Search This Blog

Monday, March 17, 2014

The Age of Miracle (Yang Pernah Ada)

Judul : The Age of Miracle (Yang Pernah Ada)
Pengarang : karen Thompson Walker
Penerjemah : Cindy Kristianto
Editor : Primadona Angela
Tebal : 337 hlm
Cetakan: 1, 2013
Penerbit : Gramedia Pustaka Utama





                Selama ini kita begitu terpaku (bahkan sampai tahap bosan) pada rutinitas. Matahari terbit dan tenggelam, hari-hari berjalan dengan begitu normal dan membosankan. Terkadang, hari-hari berjalan dengan sibuknya, sampai waktu 24 jam pun terasa tak cukup. Manusia selalu menginginkan lebih, selalu cepat bosan dan mengeluh. Itu memang sudah menjadi tabiat kita. Hal yang sama juga dialami oleh Julia, seorang remaja abg yang tengah tumbuh menyambut masa remajanya yang penuh warna. Sebagaimana remaja lainnya, ia juga diserang oleh kegalauan, dibikin dag dig dug oleh cinta, dan warna-warni persahabatan. Tetapi, masa remaja Julia adalah masa remaja yang jauh dari normal. Masa remaja yang dialami Julia begitu luar biasa, begitu pre-apocalyptic, masa remaja yang “penuh keajaiban” karena begitu tidak normal: zaman ketika rotasi Bumi melambat.
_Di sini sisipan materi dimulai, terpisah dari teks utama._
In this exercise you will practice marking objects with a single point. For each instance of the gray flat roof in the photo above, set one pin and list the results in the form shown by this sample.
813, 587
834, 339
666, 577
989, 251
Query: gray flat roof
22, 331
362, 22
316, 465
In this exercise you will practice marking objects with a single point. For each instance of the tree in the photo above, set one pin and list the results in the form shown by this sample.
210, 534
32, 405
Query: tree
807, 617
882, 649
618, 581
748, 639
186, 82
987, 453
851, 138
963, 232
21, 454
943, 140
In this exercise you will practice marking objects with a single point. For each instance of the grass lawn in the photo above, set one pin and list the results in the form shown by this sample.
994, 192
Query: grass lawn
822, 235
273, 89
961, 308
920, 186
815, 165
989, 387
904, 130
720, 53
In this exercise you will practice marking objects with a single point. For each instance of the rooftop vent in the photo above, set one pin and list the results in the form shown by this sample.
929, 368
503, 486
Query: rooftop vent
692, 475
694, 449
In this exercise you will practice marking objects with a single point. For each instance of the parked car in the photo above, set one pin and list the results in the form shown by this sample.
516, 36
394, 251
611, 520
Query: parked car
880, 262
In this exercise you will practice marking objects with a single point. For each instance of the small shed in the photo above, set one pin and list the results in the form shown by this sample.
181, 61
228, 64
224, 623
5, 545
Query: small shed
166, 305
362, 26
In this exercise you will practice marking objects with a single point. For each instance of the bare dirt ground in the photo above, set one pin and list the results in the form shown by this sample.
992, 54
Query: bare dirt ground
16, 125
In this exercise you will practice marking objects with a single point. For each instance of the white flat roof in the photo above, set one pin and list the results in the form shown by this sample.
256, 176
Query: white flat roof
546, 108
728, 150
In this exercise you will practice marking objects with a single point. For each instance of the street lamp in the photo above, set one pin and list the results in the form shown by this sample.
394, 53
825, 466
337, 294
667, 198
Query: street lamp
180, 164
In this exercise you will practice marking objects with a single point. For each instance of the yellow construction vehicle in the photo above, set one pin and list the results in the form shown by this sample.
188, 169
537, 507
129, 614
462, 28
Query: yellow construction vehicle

                Tidak ada yang tahu sebabnya, tiba-tiba rotasi Bumi mendadak melambat. Perlambatan perputaran Bumi ini awalnya tidak terlalu dirasakan, hanya waktu siang dan malam yang terasa lebih panjang. Tetapi, ketika perlambatan berlangsung terus menerus, dan semakin hari semakin lambat, warga Bumi baru merasakan dampaknya. Siang dan malam semakin panjang. 24 jam berubah menjadi 25 jam, kemudian 26 jam, kemudian 32 jam, dan semakin lama semakin panjang sampai siang hari menjadi 24 jam dan malam pun menjadi 24 jam. Total, sehari semalam menjadi 48 jam. Gravitasi berubah, menimbulkan pergeseran pada kutub magnetis Bumi yang langsung mempengaruhi perilaku binatang (dan akhirnya manusia). Manusia kehilangan ritme sirkadiannya (ritme biologis 24 jam), lingkungan hidup kacau balau, iklim berubah, bahkan aurora dan salju muncul di wilayah khatulistiwa.

                Di saat hari-hari semakin lambat dan dunia berubah, Julia berusaha menjalani masa remajanya dengan normal. Merasakan sendiri hari-hari melambat, gejolak remajanya mulai merindukan normalitas. Jam sekolah seperti biasa, pacaran, pergi ke pesta. Tetapi, semua itu tidak mungkin lagi dia lakukan. Dunia menjelang kiamat secara pelan-pelan, begitu pemerintah memberitahukan. Namun Julia dengan semangat mudanya seolah tidak peduli. Ia menjalani hari-hari yang semakin panjang yang ternyata turut mengubah hubungan persahabatan dan juga hubungan keluarganya. Dari sudut pandang Julia yg masih remaja, pembaca akan diajak memandang dunia  menjelang hari-hari terakhirnya. Begitu polos, begitu penuh harapan, begitu fresh layaknya cara orang-orang muda memandang dunia, bahkan ketika Bumi mulai berhenti berputar.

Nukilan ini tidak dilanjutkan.